OpenCV (Open Source Computer Vision) and tesseract are two separate Python libraries commonly used for image processing and optical character recognition (OCR), respectively. OpenCV provides tools for image manipulation, including reading, writing, and processing images, while tesseract is a wrapper for the Tesseract OCR engine, which allows text to be extracted from images.
Purpose of using OCR
To convert data from Non-readable text to Readable text using Python, we are using the OpenCV, tesseract, library to to convert Image to a simple text file using OCR . Moreover Pillow, Scikit-Image, Pgmagick can be also used as an library for the OCR Conversion.
Optical character recognition
OCR stands for Optical Character Recognition. It is a technology that recognizes text within a digital image. commonly used to recognize text in scanned documents and images. OCR software can be used to convert a physical paper document, or an image into an accessible electronic version with text.
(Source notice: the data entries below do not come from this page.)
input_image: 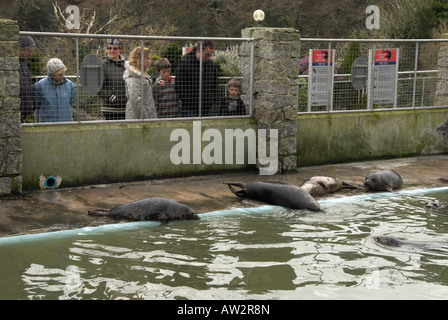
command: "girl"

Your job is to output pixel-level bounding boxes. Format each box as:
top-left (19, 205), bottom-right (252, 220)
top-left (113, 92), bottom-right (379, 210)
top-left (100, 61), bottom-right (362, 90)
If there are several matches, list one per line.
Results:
top-left (123, 47), bottom-right (157, 120)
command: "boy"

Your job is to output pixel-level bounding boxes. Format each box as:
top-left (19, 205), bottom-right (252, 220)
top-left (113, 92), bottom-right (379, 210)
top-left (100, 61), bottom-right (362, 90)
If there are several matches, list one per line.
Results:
top-left (220, 79), bottom-right (246, 116)
top-left (152, 58), bottom-right (179, 118)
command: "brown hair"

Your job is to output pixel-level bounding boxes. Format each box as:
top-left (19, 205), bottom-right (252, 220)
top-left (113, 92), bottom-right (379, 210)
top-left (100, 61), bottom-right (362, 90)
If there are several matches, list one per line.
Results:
top-left (156, 58), bottom-right (171, 71)
top-left (129, 47), bottom-right (151, 70)
top-left (227, 79), bottom-right (241, 91)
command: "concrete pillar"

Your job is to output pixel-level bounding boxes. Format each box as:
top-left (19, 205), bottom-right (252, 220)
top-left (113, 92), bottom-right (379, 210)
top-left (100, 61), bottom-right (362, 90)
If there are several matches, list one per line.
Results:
top-left (0, 19), bottom-right (22, 196)
top-left (240, 28), bottom-right (300, 173)
top-left (434, 33), bottom-right (448, 107)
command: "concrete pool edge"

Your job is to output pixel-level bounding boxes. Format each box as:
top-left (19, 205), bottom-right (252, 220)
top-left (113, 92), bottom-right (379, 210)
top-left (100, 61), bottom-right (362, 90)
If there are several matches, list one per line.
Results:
top-left (0, 187), bottom-right (448, 246)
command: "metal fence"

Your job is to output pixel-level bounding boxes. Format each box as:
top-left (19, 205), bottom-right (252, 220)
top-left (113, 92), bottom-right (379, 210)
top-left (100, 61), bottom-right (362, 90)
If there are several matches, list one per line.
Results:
top-left (20, 32), bottom-right (254, 123)
top-left (298, 39), bottom-right (448, 113)
top-left (20, 32), bottom-right (448, 122)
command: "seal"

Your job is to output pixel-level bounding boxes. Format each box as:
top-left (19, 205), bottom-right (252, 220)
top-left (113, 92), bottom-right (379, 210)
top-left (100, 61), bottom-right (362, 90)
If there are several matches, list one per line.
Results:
top-left (300, 176), bottom-right (356, 197)
top-left (364, 170), bottom-right (403, 191)
top-left (373, 236), bottom-right (448, 252)
top-left (425, 200), bottom-right (448, 209)
top-left (224, 182), bottom-right (323, 212)
top-left (88, 198), bottom-right (200, 222)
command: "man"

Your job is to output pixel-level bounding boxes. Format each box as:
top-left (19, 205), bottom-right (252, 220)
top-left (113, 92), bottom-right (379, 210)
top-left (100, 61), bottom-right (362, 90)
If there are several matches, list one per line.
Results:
top-left (175, 41), bottom-right (218, 117)
top-left (19, 36), bottom-right (36, 122)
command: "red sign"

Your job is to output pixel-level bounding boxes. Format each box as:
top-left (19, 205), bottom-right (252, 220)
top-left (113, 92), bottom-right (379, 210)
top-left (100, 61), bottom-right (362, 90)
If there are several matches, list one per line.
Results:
top-left (375, 49), bottom-right (397, 64)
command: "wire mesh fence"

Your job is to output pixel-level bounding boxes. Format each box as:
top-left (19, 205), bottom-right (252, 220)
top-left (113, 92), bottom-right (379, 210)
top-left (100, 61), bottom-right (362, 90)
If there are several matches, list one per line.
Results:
top-left (298, 39), bottom-right (446, 112)
top-left (20, 32), bottom-right (448, 122)
top-left (21, 32), bottom-right (251, 122)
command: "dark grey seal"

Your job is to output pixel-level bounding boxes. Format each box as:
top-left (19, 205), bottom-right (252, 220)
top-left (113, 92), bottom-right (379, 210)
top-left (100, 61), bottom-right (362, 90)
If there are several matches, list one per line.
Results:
top-left (364, 170), bottom-right (403, 191)
top-left (89, 198), bottom-right (200, 222)
top-left (425, 200), bottom-right (448, 209)
top-left (224, 182), bottom-right (323, 211)
top-left (373, 236), bottom-right (448, 252)
top-left (300, 176), bottom-right (356, 197)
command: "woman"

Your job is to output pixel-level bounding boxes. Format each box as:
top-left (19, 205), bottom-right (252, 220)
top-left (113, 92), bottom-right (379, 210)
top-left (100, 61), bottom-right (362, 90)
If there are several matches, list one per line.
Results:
top-left (99, 39), bottom-right (126, 120)
top-left (33, 58), bottom-right (75, 122)
top-left (123, 47), bottom-right (157, 120)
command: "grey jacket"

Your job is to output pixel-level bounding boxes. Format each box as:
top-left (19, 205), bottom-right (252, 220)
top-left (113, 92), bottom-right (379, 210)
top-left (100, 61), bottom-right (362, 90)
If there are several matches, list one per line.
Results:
top-left (123, 61), bottom-right (157, 120)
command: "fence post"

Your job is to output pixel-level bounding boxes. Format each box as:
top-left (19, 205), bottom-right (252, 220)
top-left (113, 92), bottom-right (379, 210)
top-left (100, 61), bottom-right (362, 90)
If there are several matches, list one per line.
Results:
top-left (434, 33), bottom-right (448, 107)
top-left (240, 27), bottom-right (300, 172)
top-left (0, 19), bottom-right (22, 196)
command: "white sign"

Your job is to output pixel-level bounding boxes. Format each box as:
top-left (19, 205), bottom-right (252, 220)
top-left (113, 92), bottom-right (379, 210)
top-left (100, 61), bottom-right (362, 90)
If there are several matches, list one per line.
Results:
top-left (367, 49), bottom-right (400, 108)
top-left (308, 49), bottom-right (335, 108)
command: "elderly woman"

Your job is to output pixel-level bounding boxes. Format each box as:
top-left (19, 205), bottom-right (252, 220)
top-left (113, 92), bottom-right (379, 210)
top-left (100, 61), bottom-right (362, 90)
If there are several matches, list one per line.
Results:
top-left (123, 47), bottom-right (157, 120)
top-left (33, 58), bottom-right (75, 122)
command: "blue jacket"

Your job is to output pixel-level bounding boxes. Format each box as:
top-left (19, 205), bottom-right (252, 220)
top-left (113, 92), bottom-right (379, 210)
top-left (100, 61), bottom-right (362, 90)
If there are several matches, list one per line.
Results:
top-left (33, 76), bottom-right (75, 122)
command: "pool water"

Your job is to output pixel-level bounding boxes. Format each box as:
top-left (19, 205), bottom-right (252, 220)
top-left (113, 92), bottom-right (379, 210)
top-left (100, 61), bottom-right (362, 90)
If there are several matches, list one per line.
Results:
top-left (0, 191), bottom-right (448, 299)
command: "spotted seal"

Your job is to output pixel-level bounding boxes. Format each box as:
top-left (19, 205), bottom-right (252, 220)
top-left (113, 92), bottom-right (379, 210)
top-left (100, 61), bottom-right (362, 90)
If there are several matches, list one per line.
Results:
top-left (364, 170), bottom-right (403, 191)
top-left (425, 200), bottom-right (448, 209)
top-left (88, 198), bottom-right (200, 222)
top-left (224, 182), bottom-right (323, 212)
top-left (300, 176), bottom-right (356, 197)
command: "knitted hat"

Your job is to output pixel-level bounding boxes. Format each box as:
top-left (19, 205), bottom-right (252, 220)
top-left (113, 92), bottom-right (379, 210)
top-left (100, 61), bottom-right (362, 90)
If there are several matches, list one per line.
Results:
top-left (47, 58), bottom-right (66, 76)
top-left (19, 36), bottom-right (36, 49)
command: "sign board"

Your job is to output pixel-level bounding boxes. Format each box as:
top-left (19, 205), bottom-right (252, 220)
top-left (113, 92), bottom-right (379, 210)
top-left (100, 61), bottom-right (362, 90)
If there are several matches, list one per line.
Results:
top-left (81, 54), bottom-right (104, 96)
top-left (367, 49), bottom-right (399, 108)
top-left (308, 49), bottom-right (335, 109)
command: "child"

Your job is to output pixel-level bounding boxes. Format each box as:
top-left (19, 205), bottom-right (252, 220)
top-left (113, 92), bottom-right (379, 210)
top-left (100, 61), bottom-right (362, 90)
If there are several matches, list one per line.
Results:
top-left (152, 58), bottom-right (179, 118)
top-left (123, 47), bottom-right (157, 120)
top-left (220, 79), bottom-right (246, 116)
top-left (33, 58), bottom-right (75, 122)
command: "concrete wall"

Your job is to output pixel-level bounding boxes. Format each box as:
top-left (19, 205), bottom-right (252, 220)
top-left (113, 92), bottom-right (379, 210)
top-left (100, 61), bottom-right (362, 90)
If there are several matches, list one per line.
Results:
top-left (297, 109), bottom-right (448, 166)
top-left (22, 119), bottom-right (256, 189)
top-left (22, 108), bottom-right (448, 189)
top-left (0, 19), bottom-right (22, 196)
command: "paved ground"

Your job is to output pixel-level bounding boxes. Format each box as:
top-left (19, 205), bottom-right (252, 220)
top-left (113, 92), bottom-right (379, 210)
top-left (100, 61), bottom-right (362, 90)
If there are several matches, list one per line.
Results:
top-left (0, 155), bottom-right (448, 237)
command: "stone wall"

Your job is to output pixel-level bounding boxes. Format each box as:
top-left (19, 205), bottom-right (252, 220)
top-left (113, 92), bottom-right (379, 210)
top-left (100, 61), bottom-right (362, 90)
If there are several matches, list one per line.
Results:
top-left (240, 28), bottom-right (300, 173)
top-left (434, 33), bottom-right (448, 107)
top-left (0, 20), bottom-right (22, 196)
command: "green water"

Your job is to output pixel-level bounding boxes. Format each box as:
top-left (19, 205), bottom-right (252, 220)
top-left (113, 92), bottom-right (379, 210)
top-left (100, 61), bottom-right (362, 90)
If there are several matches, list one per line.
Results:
top-left (0, 192), bottom-right (448, 299)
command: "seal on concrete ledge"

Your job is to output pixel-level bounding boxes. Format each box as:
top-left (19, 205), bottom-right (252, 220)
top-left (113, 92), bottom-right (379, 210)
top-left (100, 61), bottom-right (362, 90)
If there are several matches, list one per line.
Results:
top-left (224, 182), bottom-right (323, 212)
top-left (373, 236), bottom-right (448, 252)
top-left (88, 198), bottom-right (200, 222)
top-left (300, 176), bottom-right (356, 197)
top-left (364, 170), bottom-right (403, 191)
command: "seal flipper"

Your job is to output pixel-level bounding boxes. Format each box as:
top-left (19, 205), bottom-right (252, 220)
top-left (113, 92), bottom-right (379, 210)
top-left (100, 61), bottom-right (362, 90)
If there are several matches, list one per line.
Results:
top-left (224, 182), bottom-right (246, 197)
top-left (87, 209), bottom-right (110, 217)
top-left (341, 180), bottom-right (358, 189)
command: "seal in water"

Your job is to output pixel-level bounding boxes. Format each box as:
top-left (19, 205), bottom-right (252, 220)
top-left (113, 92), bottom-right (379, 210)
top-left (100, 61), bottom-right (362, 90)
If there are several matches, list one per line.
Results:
top-left (300, 176), bottom-right (356, 197)
top-left (364, 170), bottom-right (403, 191)
top-left (224, 182), bottom-right (323, 211)
top-left (89, 198), bottom-right (200, 222)
top-left (425, 200), bottom-right (448, 209)
top-left (373, 236), bottom-right (448, 252)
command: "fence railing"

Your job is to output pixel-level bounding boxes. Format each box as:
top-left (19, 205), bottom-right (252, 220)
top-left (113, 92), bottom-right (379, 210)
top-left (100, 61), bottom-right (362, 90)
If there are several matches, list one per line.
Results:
top-left (20, 32), bottom-right (254, 124)
top-left (20, 32), bottom-right (448, 122)
top-left (298, 38), bottom-right (448, 113)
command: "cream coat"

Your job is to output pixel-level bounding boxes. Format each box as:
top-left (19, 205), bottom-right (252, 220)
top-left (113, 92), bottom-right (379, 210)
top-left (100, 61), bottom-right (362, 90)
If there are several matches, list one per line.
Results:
top-left (123, 61), bottom-right (157, 120)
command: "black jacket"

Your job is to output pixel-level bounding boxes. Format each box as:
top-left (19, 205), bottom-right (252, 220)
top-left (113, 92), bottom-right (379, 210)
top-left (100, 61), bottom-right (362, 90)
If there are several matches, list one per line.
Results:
top-left (175, 54), bottom-right (218, 115)
top-left (99, 56), bottom-right (126, 117)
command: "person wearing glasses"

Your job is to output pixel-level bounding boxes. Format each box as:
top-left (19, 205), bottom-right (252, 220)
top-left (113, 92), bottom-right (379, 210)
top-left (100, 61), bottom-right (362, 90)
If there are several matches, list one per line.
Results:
top-left (175, 41), bottom-right (218, 117)
top-left (99, 39), bottom-right (127, 120)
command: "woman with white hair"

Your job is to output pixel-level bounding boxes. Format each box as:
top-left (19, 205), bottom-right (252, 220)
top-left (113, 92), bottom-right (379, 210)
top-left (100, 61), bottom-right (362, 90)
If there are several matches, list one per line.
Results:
top-left (33, 58), bottom-right (75, 122)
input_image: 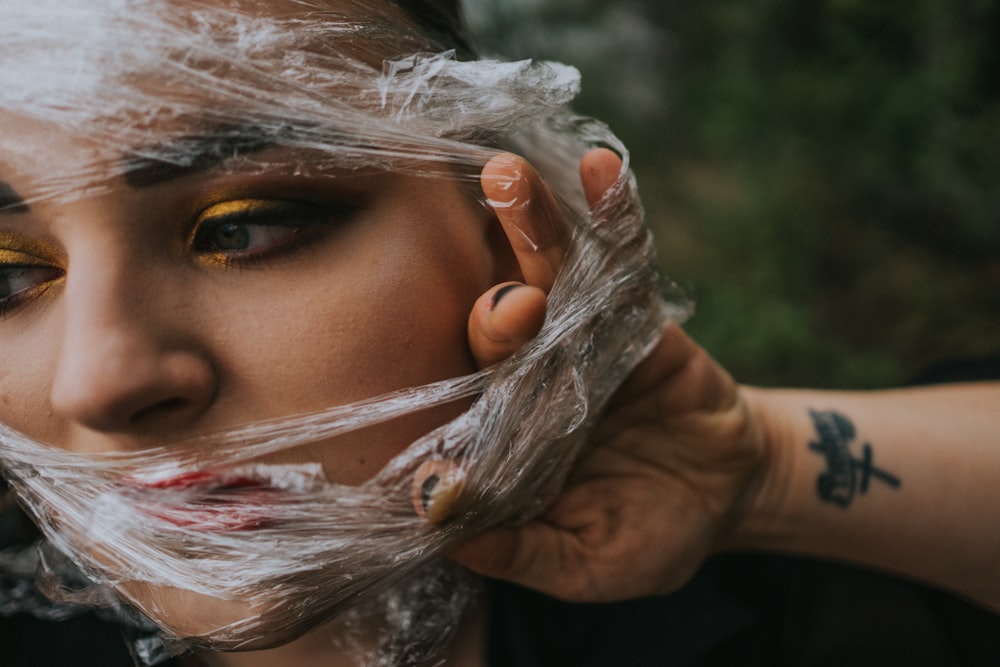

Tesseract is an optical character recognition engine for various operating systems. It is free software, released under the Apache License. Originally developed by Hewlett-Packard as proprietary software in the 1980s, and released as open source in 2005 and development have sponsored by Google. For more details Tesseract.
Opencv Open Source Computer Vision Library is an open source computer vision and machine learning software library. Built to provide a common infrastructure for computer vision applications to accelerate the use of machine perception in the commercial products. Apache 2 licensed product, OpenCV makes easy for businesses to utilize and modify the code. For more details opencv.
Follow the bellow steps for required packages
- Clone the repositry
- Create Virtul Environment and activate it
python -m venv venv
- make sure in correct directory. our case inside cloned repository folder
- run this command to install required packages
pip install -r .\requirements.txt, once installation success,
sudo apt install tesseract-ocr -y
sudo apt install tesseract-ocr-heb
sudo apt install tesseract-ocr-all -yfor all languages, default language is English
- run the file ocr_tesseract.py
Additional Setup for Windows
- download the file exe from tesseract web or github .
- Install the tesseract.exe and while installation copy the path
- After done the installation, Open Environment varibales in Your PC.
- Add Path ( copied while installing)
- Add variable
TESSDATA_PREFIX=Your tesseract path\tessdata
- In your code add this line and path of tesseract
pytesseract.pytesseract.tesseract_cmd = r"\tesseract.exe"
Note : That path must contain bin,tessdata folders
How it works
- First we are opening an Image, which we have to convert
- Then, finding boxes using opencv and draw the box with green indication around box, then we capture the bounding values x,y,height and width and save them into the variables.
- Now, cropping the image with bounding values. X,Y values for start point and height, width values for draw the box.
- Send to pyTesseract, That’s it the output value or recognized text stored at text variable.